Recentemente, uma grande operação policial nos complexos da Penha e do Alemão, no Rio de Janeiro, levantou questões sobre a lógica e a eficácia das ações de segurança pública. No dia 28 de outubro, a operação resultou em 121 mortes, gerando um amplo debate não apenas sobre a estratégia adotada, mas também sobre a percepção da população em relação a essas ações. O governo do estado, sob a liderança do governador Cláudio Castro, se posicionou de maneira a minimizar a gravidade da situação, considerando apenas os quatro policiais mortos como vítimas legítimas, enquanto os demais foram classificados, em sua maioria, como indivíduos com mandados de prisão. Essa classificação, no entanto, não está isenta de controvérsias.
A retórica do sucesso e os números da operação
Apesar da natural repulsa causada pelo alto número de fatalidades, a governança tentou transformar a narrativa, promovendo a operação como uma “ação bem-sucedida”. O uso de imagens que mostravam a polícia em ação e a retórica que enfatizava a contenção de suspeitos serviram para reforçar essa percepção, mas a pergunta que persiste é: a que custo essa “sucesso” é alcançado?
No entanto, o fato de que o principal alvo da operação, líder do Comando Vermelho, conseguiu escapar, adiciona um significado sombrio à ideia de vitória.

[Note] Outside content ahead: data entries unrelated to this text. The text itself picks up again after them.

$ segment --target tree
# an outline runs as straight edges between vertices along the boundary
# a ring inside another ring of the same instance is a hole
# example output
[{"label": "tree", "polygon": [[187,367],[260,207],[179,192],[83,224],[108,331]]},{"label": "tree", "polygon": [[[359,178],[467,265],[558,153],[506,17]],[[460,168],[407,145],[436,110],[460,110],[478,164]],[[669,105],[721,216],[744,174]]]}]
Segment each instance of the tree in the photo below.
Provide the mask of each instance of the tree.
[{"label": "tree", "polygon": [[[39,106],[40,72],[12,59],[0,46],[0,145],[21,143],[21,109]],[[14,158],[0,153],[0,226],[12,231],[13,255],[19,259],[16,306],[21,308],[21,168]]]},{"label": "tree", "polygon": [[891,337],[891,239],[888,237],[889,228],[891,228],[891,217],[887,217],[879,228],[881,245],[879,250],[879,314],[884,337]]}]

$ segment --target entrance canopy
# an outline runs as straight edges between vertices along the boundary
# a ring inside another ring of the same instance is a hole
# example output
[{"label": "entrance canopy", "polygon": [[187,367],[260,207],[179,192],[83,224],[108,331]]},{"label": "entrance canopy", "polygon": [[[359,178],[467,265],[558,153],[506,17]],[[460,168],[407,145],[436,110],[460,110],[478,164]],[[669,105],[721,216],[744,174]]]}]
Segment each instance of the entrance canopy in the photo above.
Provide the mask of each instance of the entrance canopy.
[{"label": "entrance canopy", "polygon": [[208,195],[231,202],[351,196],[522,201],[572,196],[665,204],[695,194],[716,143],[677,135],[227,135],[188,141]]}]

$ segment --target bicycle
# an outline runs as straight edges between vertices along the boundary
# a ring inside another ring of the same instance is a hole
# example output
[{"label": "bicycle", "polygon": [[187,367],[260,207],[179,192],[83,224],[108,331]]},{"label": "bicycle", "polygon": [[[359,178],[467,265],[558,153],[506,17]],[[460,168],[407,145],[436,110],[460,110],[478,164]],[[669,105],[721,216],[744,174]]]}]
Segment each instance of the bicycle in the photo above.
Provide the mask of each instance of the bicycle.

A tentativa de justificar a operação com base apenas em mortes ou prisões bem-sucedidas ignora a complexidade da situação e o custo humano envolvido. Além disso, há uma crítica forte à forma como os dados da operação foram apresentados ao público. A busca por números favoráveis à narrativa do governo acaba por obscurecer questões mais profundas referentes à eficácia das estratégias de segurança e o valor da vida humana.
Pesquisas e a influência da opinião pública
A popularidade do governo e a política pública de segurança se entrelaçam em uma complexa dança interpretativa. Após a operação, o noticiário foi inundado por dados de pesquisas de opinião, que mostravam um suporte majoritário da população em relação à agir da polícia. No entanto, essa unanimidade aparente é mais complicada do que parece, especialmente quando se considera a diversidade de opiniões entre diferentes segmentos sociais, particularmente entre os moradores de favelas. Esses dados contrastantes sugerem que a narrativa oficial não é isenta de crítica e pode ser, na verdade, uma simplificação da realidade.

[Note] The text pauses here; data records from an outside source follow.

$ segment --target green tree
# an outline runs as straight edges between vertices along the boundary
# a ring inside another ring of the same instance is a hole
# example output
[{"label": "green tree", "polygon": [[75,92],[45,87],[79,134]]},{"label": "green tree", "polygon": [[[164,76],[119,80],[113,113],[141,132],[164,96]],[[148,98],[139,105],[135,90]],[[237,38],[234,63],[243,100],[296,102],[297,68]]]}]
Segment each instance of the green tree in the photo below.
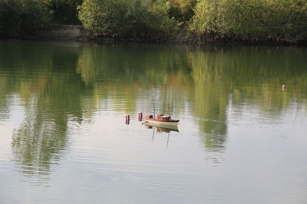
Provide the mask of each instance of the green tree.
[{"label": "green tree", "polygon": [[41,0],[52,11],[53,20],[60,24],[78,24],[77,8],[83,0]]},{"label": "green tree", "polygon": [[37,0],[0,0],[0,35],[30,36],[48,28],[49,10]]}]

A importância da metodologia nas pesquisas
A metodologia das pesquisas de opinião tornou-se um tema central no debate. O uso de diferentes abordagens na coleta de dados — como amostras telefônicas, online e domiciliares — pode ter um impacto significativo nos resultados. As diferenças no universo analisado, seja apenas na cidade, na Região Metropolitana ou até mesmo em nível nacional, geram questionamentos sobre a representatividade dos dados. Além disso, muitos desses estudos não divulgam detalhes sobre as variáveis utilizadas na ponderação, o que torna difícil para o público avaliar a credibilidade dos resultados.
As perguntas formuladas e a ordem em que aparecem no questionário também têm um papel crucial. A utilização de escalas dicotômicas poderia forçar respostas que não refletem com precisão a opinião pública, enquanto escalas de Likert, que exploram níveis de concordância, podem fornecer uma perspectiva mais nuançada.
A análise crítica das opiniões
É crucial entender que, embora uma parte significativa da população possa ver as operações como justificadas, essa aceitação não implica que as ações estão resultando em melhorias na segurança ou na qualidade de vida. As palavras de Confúcio, que afirmam que reinos regidos pela razão devem ensaiar sobre a miséria, ecoam de forma pertinente: ações que não trazem resultados concretos e que colocam vidas em risco, sejam elas de policiais ou civis, podem ser motivo de vergonha.
A brutalidade do resultado da operação e a percepção de que a violência não é um caminho sustentável para a paz e segurança são temas que merecem uma discussão mais profunda. O desafio reside em conciliar a necessidade de segurança da população com a preservação da dignidade humana e o respeito à vida.
Os paradoxos que emergem dessa situação não apenas expõem a fragilidade das estratégias de segurança, mas também iluminam a importância de uma reflexão genuína sobre o futuro do Rio de Janeiro. Compreender os sentimentos e as preocupações da população é o primeiro passo em direção a uma política de segurança mais racional e eficaz.
MAURO PAULINO é comentarista político, especialista em opinião pública e eleições.
ALESSANDRO JANONI é diretor de pesquisas da consultoria Imagem Corporativa. Ambos foram diretores do Datafolha.